Pesquisas de intenção de voto indicam que Bolsonaro tem perdido apoio até mesmo entre o público evangélico, que hoje é o mais fiel a ele, e se movimenta para impedir que esses apoiadores migrem para a candidatura do petista Luiz Inácio Lula da Silva em 2022.
Enquanto isso, Lula tenta avançar sobre eleitores evangélicos e deve lançar até mesmo uma carta endereçada a esse segmento na campanha. Após o Supremo Tribunal Federal (STF) confirmar a suspeição do ex-juiz e ex-ministro da Justiça Sergio Moro, Lula usou o seu perfil no Twitter para também atrair esse eleitorado. "Deus esteve em cada momento nas coisas que vivi. Inclusive na minha prisão", escreveu.

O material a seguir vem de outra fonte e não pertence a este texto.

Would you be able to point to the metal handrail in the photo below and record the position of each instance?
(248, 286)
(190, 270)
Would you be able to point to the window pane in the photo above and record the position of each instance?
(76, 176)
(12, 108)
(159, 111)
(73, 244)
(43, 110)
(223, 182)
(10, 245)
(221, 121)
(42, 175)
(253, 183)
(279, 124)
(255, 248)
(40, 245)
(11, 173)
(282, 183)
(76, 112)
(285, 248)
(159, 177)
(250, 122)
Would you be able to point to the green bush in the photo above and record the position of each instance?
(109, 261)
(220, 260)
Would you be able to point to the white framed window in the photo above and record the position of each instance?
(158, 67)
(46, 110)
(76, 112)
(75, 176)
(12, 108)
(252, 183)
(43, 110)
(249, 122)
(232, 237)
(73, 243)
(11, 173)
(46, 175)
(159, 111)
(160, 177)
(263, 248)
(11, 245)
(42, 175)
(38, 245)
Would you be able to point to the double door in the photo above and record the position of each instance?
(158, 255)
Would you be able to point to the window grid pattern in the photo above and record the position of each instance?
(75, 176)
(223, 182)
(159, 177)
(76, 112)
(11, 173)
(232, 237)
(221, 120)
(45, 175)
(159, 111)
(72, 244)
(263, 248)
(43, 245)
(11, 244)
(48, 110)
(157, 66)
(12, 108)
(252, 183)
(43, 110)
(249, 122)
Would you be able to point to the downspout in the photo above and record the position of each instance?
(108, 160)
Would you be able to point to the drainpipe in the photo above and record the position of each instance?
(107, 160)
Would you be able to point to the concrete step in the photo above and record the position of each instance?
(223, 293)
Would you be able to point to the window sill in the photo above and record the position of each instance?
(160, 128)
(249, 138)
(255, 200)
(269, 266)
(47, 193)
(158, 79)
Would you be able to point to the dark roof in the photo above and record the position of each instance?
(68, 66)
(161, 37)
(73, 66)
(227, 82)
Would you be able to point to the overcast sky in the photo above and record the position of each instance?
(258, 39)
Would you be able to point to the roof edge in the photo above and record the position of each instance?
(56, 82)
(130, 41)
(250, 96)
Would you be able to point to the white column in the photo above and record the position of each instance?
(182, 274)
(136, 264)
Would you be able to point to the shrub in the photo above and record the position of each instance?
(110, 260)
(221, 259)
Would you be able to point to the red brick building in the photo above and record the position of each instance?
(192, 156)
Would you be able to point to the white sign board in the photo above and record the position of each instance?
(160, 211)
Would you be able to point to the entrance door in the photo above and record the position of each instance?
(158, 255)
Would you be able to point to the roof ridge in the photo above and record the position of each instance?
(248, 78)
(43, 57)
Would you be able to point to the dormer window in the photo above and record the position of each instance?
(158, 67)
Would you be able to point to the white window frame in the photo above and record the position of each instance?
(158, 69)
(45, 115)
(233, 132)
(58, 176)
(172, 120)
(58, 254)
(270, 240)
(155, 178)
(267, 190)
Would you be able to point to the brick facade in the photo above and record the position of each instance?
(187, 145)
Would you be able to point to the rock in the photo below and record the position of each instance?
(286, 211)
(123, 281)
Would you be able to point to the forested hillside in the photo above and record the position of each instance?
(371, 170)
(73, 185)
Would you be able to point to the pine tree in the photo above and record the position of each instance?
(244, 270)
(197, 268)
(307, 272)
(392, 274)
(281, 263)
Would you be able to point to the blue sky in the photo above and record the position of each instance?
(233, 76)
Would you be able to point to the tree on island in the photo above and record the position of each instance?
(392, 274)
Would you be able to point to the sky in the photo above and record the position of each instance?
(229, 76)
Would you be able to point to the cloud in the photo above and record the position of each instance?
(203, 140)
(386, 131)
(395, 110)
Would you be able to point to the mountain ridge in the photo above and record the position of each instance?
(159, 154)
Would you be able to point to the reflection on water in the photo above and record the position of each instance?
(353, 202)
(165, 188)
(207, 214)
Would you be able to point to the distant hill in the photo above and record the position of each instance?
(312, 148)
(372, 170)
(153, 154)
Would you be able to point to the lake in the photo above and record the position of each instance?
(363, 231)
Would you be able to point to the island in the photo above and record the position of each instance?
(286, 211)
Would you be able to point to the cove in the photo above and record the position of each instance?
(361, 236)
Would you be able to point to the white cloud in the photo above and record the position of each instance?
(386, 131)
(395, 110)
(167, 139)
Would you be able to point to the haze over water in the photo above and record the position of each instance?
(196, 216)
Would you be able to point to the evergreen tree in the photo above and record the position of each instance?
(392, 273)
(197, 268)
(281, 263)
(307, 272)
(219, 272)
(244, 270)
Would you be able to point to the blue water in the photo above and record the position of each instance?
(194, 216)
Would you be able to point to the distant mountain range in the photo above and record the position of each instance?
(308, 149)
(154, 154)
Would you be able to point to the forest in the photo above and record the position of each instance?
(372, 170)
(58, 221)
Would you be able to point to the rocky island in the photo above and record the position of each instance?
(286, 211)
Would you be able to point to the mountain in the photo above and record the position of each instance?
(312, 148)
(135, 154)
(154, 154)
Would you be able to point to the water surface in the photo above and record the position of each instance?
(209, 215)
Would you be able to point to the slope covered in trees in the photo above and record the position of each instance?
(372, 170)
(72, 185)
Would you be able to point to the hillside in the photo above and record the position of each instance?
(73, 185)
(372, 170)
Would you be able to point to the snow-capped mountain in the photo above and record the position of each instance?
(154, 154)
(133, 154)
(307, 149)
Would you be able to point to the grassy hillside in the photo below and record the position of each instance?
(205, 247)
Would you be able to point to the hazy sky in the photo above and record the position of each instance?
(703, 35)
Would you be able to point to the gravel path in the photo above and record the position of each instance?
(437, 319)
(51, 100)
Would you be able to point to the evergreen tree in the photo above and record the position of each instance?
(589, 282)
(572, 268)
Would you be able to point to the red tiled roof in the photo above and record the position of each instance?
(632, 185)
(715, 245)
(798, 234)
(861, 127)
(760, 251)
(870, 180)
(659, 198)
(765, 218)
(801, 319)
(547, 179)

No mês passado, Lula se reuniu e tirou foto com o bispo Manoel Ferreira, líder da Assembleia de Deus de Madureira. O bispo já apoiou o petista e a então presidente Dilma Rousseff, mas, desde 2018, está com Bolsonaro. A foto foi interpretada, até mesmo no Planalto, como um sinal de que o presidente precisa agir para manter esse segmento a seu lado na eleição de 2022.
Não é apenas Lula que está atrás desse público. O ex-ministro Ciro Gomes, pré-candidato do PDT à Presidência, também gravou vídeo, recentemente, no qual aparece com a Bíblia em uma mão e a Constituição em outra. As informações são do jornal O Estado de S. Paulo.